The Flavia leaf dataset (which comprises 1907 photos of leaf belongs to 32 distinct plants) is utilized in Muammer Turkoglu and Davut Hanbay's research article [2], and the authors offer a method for extracting attributes using segmentation rather than collecting data from the full leaf. The overall image's features are then established by merging the information obtained from each piece. Examples include vein-based features, GLCM, color, and Fourier descriptors. These methods help to determine the characteristics of each leaf. The ELM approach was used to classify and test these feature parameters. Leaf pictures were preprocessed by removing the backdrop and converting RGB photographs to gray scale. To segment leaf pictures, a trial-and-error method of identifying suitable thresholding settings was applied. Erosion and filling processes were also used to decrease potential pixel blockages. The image data are normalized once the characteristics have been retrieved. ELM hidden layer input weights and biases start randomly and, unlike traditional networks, are stable throughout the process. The determination of output weights is done by least squares method. Seven leaf photographs were created from a 1907 leaf sample after being randomly selected prior to each intersection using a ten-fold cross-validation model. With this strategy, an average success rate of 98.36% was reached. A comparison between ANN and LS-SVM was done. The suggested approach minimized the influence of deformations on the identification and classification performance of certain plant leaves. Unlike earlier studies, the presented strategy solves problems and can be improved by adding more feature extraction methods.

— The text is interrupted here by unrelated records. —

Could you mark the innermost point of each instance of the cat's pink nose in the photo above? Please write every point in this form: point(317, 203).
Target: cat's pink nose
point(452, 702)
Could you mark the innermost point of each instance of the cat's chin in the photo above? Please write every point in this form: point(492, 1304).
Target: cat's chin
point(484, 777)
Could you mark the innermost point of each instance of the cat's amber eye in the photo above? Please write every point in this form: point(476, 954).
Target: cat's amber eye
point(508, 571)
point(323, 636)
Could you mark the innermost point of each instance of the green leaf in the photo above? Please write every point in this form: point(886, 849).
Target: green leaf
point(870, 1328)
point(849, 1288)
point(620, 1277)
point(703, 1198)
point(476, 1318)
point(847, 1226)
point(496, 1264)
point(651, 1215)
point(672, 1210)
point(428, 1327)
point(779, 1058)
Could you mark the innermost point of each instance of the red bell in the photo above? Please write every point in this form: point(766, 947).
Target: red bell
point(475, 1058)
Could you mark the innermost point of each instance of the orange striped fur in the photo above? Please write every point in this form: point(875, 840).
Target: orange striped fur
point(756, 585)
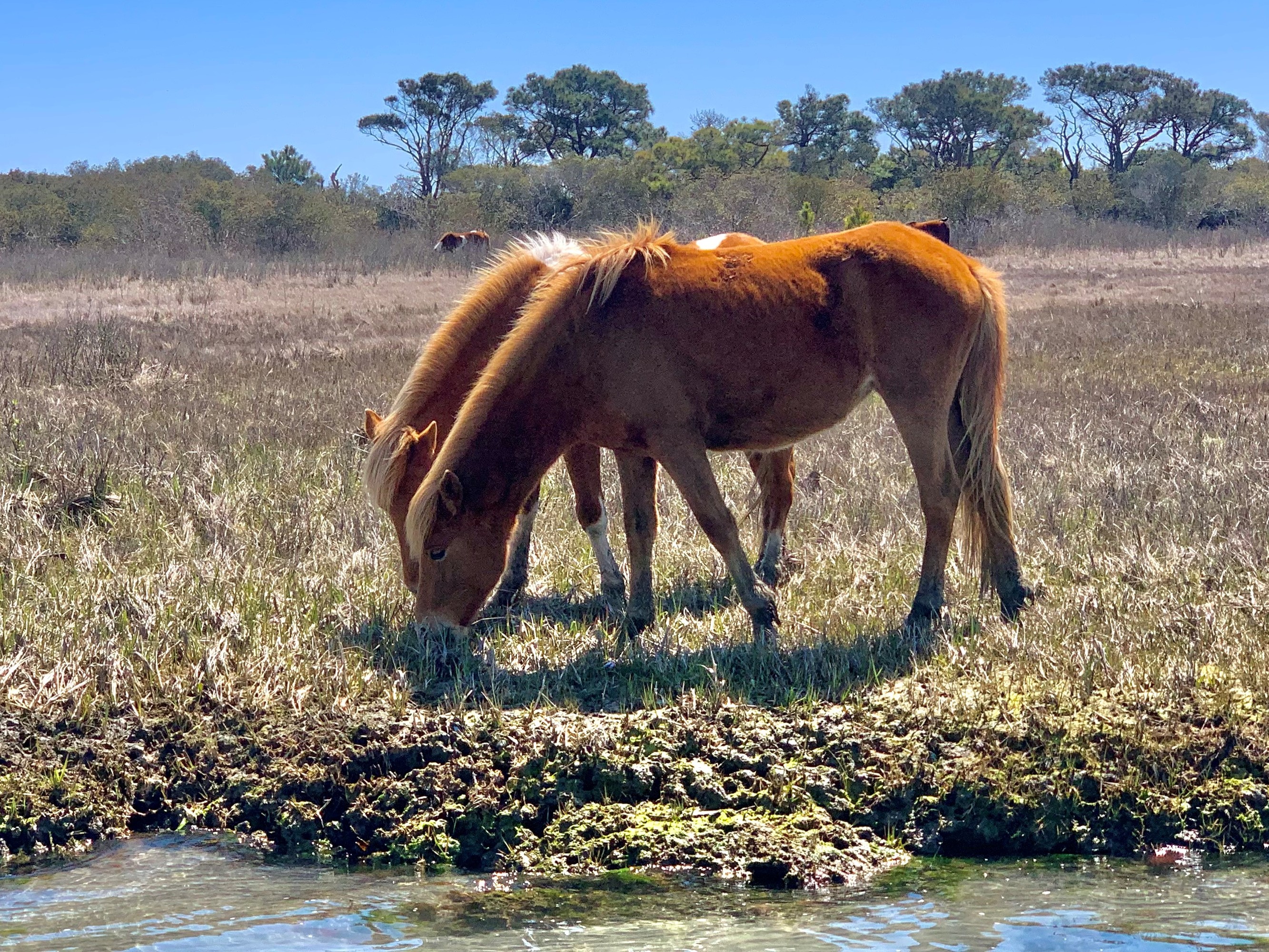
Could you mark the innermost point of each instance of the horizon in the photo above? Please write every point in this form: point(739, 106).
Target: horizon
point(135, 82)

In the experiment done by Yigit et al. [3], ANN, NB algorithm, random forest algorithm, KNN, and SVM were used for autonomous identification of leaves. They applied 637 leaves from 32 distinct plants were applied in this investigation. Image processing methods are used to extract the visual features of every leaf. Texture, pattern, dimension, and color are the four groupings of 22 VF. To explore the impact of these clusters on the classification recital, 15 alternative combinations of four groups were created. After that, the models are trained using data from 510 plant leaves, and their accurateness is calculated using data from 127 leaves. SVM model is the most accurate identifier for all-category combinations, according to the testing, with an accuracy of 92.91%. With an accurateness of 87.40%, a combination of D#6, C#6, and P#5 groups comes in second. Because employing the fewest number of VF is the most significant component of the classification process, the CFS method is utilized for selection of the 16 most effective VF for identification. The SVM model also delivers the greatest results for these 16 VF, with an accuracy of 94.49%. The efficiency of the proposed method is then put to the test in order to identify sick and defective leaves. As a result, 637 healthy leaves have been combined with 33 damaged or infected leaves. The SVM model recognized 536 randomly selected leaves for training and 134 leaves for testing with an accuracy of 92.53%, accounting for 80% of all leaves. The P# is the 5-feature group is demonstrated to be the most effective feature group quantitatively in this investigation. Furthermore, the edge Fourier transform feature has been shown to be the effective attribute in P#5 groups. The findings imply that, if AIT replicas were built and skilled appropriately, they may reliably identify plants even when samples are ill or damaged.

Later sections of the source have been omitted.